10. A signal transmission method, applied to a target cell, comprising:

11. The signal transmission method of claim 10, wherein the first signal comprises one or more of the following signals:

A first TRS;

A target SSB; or alternatively, the first and second heat exchangers may be,

Target CSI-RS.

12. A method of signal transmission, applied to a first cell, comprising:

13. The signal transmission method of claim 12, wherein the first signal comprises one or more of the following signals:

A first TRS;

A target SSB; or alternatively, the first and second heat exchangers may be,

Target CSI-RS.

14. The signal transmission method according to claim 12, wherein the configuration message further contains one or more of the following information:

A first signal transmitted by a target cell;

15. A terminal comprising a memory, a transceiver, and a processor;

16. The terminal of claim 15, wherein the processor is further configured to read the computer program in the memory and perform the following:

synchronizing with the target cell based on the received first signal.

17. The terminal of claim 15, wherein the first signal comprises one or more of the following signals:

a first tracking reference signal TRS;

The target channel state indicates a reference signal CSI-RS.
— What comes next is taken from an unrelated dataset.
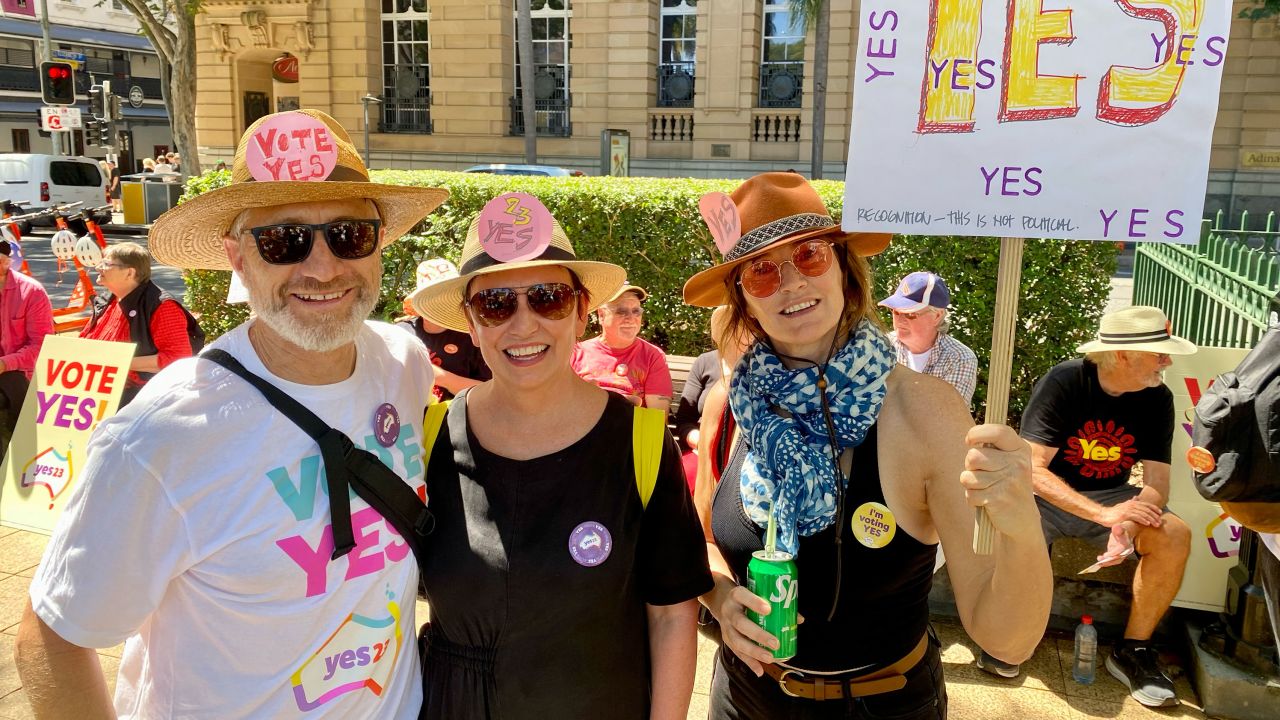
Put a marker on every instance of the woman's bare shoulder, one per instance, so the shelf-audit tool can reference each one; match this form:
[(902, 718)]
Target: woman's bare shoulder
[(924, 404)]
18. The terminal of claim 17, wherein the terminal comprises a base station,

19. The terminal of claim 15, wherein the transmission information of the first signal includes one or more of the following information:

Configuration information of the first signal;

TCI state of target SSB of target cell.

20. The terminal of claim 15, wherein the configuration message further comprises one or more of the following information:

A first signal transmitted by a target cell;

21. The terminal of claim 17, wherein the target SSB comprises one or more of:

Sparse SSB;

normal SSB; or alternatively, the first and second heat exchangers may be,

And customizing the SSB.

22. The terminal of claim 17, wherein the first TRS is a temporary tracking reference signal.

23. The terminal of claim 17, wherein the target CSI-RS comprises one or more of the following CSI-RS:

customizing the CSI-RS;

temporary CSI-RS;

periodic CSI-RS; or alternatively, the first and second heat exchangers may be,

Semi-persistent CSI-RS.

24. A target cell, comprising a memory, a transceiver, and a processor;

25. The target cell of claim 24, wherein the first signal comprises one or more of the following signals:

A first TRS;

A target SSB; or alternatively, the first and second heat exchangers may be,

Target CSI-RS.

26. A first cell comprising a memory, a transceiver, and a processor;

27. The first cell of claim 26, wherein the first signal comprises one or more of the following signals:

A first TRS;

A target SSB; or alternatively, the first and second heat exchangers may be,

Target CSI-RS.

28. The first cell of claim 26, wherein the configuration message further comprises one or more of the following information:

A first signal transmitted by a target cell;

29. A signal transmission device, comprising:

30. A signal transmission device, comprising:

31. A signal transmission device, comprising:

32. A computer-readable storage medium, characterized in that the computer-readable storage medium stores a computer program for causing a computer to execute the signal transmission method according to any one of claims 1 to 15.